ARMY VETERAN SAVES FELLOW STUDENT’S LIFE
STUDENT SUBMISSION: BY BENJAMIN DUGGAN
It was one of the most emotional event I’ve ever seen at Evergreen. Barreling over a set of chairs and a few students in less than a heartbeat, U.S. Army veteran Scott Bradley jumped into action, saving a woman from choking to death, right in front of my eyes.
On April 10, Karen Matkin was enjoying a cherry-flavored Jolly Rancher. “I went to yawn, and felt it go down and get stuck,” she recalled. “And the harder I struggled to get it out the further down it went and then it blocked the windpipe.” As she told me the story in her own gripping words, I started to feel that the Jolly Rancher would not only last a long time, but, in this case, a lifetime. When Bradley realized Matkin was choking, he rushed over to her to perform the Heimlich. Matkin said she was only aware that Bradley had saved her life when she woke up.
“Scott’s my angel, and my daughters’,” she said emotionally. “It’s been personal, and I haven’t really come to grips with it yet, but it was amazing for that to happen—nobody out of 25 people knowing what to do—and have this guy that was trained, to know exactly what to do, and know exactly what it was that was happening—he saved my life.” She went on to say that after talking to Bradley, she wants to have a veteran in every classroom and reiterated that she is only alive now because he was in the room. I shed tears while hearing Matkin share her story.
Bradley was active duty Army. He was in the Triple Nickel Engineer brigade with the 14th Engineer Battalion and the 22nd Engineer Clearance Company (a route clearance company).
“I realized that she wasn’t vomiting because whatever was there wasn’t coming up quick enough and something else was wrong,” he said.

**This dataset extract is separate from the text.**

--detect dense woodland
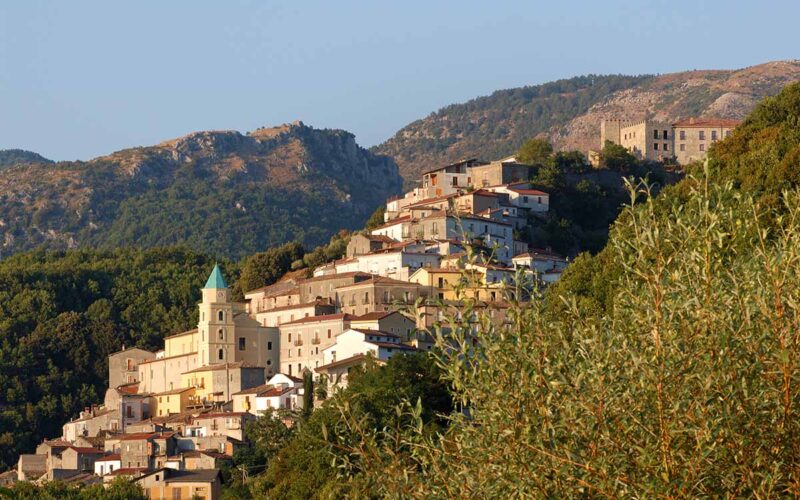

Watching this man barrel through the classroom was incredible—his need to act was instinctual, and it was one of the most heroic and amazing things I have ever seen. Bradley told me that it was his previous training of combat lifesaving that helped him immediately evaluate the situation and provide assistance. He went on to say that repetitive training, to expect the worst and hope for the best, is a valuable part of your psych, and that once you have it you can carry it everywhere and you’ll always be prepared to help in those situations.
“All of us vets are behind the scenes, and we’re working and helping wherever we can,” he said. Bradley, as modest as he is, admitted that saving her life made him feel good.
When we think of heroism, we may think of Superman or a comic book hero, or maybe we think of firefighters or police officers putting their lives on the line. We rarely think of a military veteran as a hero, unless they are a member of your family or unless you are patriotic. This story is the difference between heroism as an idea and heroism as an action.
When it comes to making critical decisions, Veterans Center Director Randy Kelley said, “You need to make a decision and you need to take action, and you need to take action relatively soon because not taking action is a form of action”.
If critical thinking is a major piece of The Evergreen State College’s learning style, then who better to learn from than a veteran? Evergreen is a learning environment that provides others the experience to see and hear things from a unique perspective. And when we come across life threatening emergencies here on campus, even some of our own Evergreen police officers are military or Air Force reserve, like Tammi Stretch, who happened to be one of the officers who responded to Matkin’s emergency.
In closing, I would like to say thank you to our community of veterans. Their daily actions make our world a safer place, even though they are no longer on the battlefield and live their lives among us here at Evergreen.